Um es kurz zu machen: nichts nützte es ihm, es gelang ihm nicht, ein einziges Wort und noch weniger einen Schatten von Hoffnung, daß er je zu seinem Ziele kommen würde, zu erhalten. Und damit mußte er es verlassen, doch vergaß er nicht, ihm zu sagen, wenn er ihm an einem gelegenen Ort begegne, müsse es ihm zu Willen sein oder es würde ihm schlimm gehen. Das Mädchen ließ sich dadurch nicht angst machen, sondern ging, ohne sich weiter darüber Gedanken zu machen, seinen Arbeiten in der Küche oder sonstwo nach.

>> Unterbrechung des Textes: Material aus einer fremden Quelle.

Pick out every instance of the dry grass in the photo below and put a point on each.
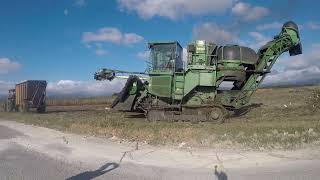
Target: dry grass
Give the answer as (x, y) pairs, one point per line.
(52, 101)
(284, 121)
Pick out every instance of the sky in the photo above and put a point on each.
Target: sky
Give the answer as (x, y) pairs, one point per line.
(66, 41)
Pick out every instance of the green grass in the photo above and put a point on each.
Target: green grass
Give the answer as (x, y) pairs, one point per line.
(286, 120)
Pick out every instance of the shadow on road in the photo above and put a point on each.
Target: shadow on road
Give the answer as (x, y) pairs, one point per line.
(96, 173)
(245, 109)
(220, 175)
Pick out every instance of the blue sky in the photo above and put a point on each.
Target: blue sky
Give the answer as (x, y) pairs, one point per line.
(65, 42)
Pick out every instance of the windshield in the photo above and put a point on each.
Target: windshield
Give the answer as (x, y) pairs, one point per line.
(163, 57)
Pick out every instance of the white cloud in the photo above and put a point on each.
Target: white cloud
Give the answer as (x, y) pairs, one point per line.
(247, 12)
(80, 3)
(173, 9)
(268, 26)
(213, 32)
(101, 52)
(313, 25)
(105, 34)
(131, 38)
(87, 88)
(111, 34)
(7, 65)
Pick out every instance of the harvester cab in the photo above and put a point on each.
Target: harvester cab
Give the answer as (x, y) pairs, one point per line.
(165, 57)
(169, 90)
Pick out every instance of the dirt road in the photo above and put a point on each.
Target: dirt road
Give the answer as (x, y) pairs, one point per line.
(29, 152)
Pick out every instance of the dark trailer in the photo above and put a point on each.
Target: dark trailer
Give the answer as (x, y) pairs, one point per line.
(31, 94)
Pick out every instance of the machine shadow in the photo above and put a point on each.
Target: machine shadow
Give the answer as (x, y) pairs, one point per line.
(244, 110)
(96, 173)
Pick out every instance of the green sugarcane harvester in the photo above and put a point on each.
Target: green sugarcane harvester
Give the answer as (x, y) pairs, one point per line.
(170, 91)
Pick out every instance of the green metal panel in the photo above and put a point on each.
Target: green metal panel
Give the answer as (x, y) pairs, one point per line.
(207, 79)
(179, 86)
(161, 85)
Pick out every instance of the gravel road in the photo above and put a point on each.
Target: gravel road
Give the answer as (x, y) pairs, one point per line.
(30, 152)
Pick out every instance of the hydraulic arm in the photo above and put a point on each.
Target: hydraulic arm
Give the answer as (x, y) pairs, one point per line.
(287, 40)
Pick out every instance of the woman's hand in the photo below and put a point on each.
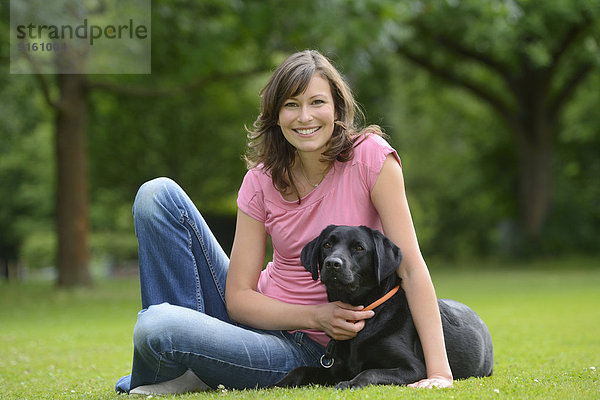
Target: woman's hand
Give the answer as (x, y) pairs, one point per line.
(341, 321)
(434, 381)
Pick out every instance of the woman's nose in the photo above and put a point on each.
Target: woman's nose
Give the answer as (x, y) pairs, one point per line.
(305, 114)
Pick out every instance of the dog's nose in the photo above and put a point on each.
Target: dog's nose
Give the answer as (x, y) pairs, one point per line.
(333, 262)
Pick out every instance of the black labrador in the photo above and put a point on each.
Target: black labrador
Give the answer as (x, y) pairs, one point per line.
(358, 266)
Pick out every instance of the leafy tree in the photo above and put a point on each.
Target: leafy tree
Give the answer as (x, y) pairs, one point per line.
(524, 59)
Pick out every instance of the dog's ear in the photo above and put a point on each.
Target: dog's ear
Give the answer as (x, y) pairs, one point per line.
(387, 256)
(310, 253)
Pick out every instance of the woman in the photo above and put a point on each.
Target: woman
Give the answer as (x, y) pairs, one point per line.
(210, 321)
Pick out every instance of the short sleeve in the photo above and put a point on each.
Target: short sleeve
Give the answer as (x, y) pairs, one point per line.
(371, 153)
(251, 197)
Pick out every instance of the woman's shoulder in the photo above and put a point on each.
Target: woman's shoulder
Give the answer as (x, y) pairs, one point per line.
(371, 146)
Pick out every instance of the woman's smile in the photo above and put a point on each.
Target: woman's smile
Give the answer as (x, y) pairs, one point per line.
(307, 120)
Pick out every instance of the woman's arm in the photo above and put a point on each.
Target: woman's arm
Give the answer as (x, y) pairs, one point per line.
(389, 198)
(246, 305)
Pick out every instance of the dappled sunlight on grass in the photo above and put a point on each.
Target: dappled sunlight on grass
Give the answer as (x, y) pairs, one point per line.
(74, 344)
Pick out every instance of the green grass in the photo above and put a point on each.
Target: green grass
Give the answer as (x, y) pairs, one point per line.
(545, 323)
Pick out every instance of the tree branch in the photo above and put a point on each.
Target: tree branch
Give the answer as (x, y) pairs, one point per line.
(572, 35)
(42, 81)
(569, 87)
(138, 91)
(495, 102)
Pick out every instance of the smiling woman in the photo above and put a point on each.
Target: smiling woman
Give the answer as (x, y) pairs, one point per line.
(309, 165)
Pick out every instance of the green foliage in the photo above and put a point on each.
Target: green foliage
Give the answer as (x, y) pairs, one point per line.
(209, 60)
(75, 344)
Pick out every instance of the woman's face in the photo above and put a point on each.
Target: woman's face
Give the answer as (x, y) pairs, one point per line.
(307, 120)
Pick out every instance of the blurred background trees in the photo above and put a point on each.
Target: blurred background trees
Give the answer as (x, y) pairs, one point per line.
(491, 106)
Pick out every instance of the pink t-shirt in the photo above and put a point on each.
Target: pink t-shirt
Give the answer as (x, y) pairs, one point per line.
(342, 198)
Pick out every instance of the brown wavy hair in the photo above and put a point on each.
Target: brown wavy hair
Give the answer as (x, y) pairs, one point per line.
(266, 144)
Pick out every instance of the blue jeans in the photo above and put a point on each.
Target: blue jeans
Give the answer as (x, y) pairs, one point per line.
(184, 323)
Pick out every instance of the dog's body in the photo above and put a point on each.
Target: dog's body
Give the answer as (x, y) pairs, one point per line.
(358, 266)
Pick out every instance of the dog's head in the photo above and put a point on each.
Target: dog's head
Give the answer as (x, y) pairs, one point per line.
(351, 260)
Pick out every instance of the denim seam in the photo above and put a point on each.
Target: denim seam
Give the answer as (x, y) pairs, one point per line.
(207, 258)
(182, 220)
(245, 367)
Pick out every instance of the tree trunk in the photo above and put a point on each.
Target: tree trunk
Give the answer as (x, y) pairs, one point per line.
(72, 218)
(535, 148)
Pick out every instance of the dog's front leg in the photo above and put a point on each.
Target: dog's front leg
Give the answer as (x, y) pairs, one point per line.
(392, 376)
(302, 376)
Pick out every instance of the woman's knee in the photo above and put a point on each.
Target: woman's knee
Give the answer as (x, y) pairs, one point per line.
(151, 194)
(154, 327)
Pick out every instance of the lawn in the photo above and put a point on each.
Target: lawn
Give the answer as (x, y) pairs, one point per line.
(544, 319)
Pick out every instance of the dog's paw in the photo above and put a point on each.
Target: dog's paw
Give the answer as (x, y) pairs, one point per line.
(349, 385)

An einem Montagmorgen, ich weiß nicht, wieviel Tage später, siebte das schöne Mädchen Mehl, um Kuchen zu backen. Nun müßt ihr wissen, das Zimmer, in dem das geschah, lag nicht weit von dem des Herrn, und er hörte ganz gut das Geräusch und den Lärm, der dabei verursacht wurde, und wußte ebenfalls recht wohl, daß sein Kammermädchen da das Sieb handhabte. Daher kam ihm der Gedanke, es solle nicht allein diese Mühe haben, sondern er wolle ihm dabei helfen und außerdem sein Versprechen erfüllen, denn eine bessere Gelegenheit konnte er nicht finden. Er sagte auch zu sich: Wenn sie mich auch durch ihre Worte zurückgewiesen hat, so will ich ihrer doch wohl Herr werden und sie nach meinem Wunsch behandeln.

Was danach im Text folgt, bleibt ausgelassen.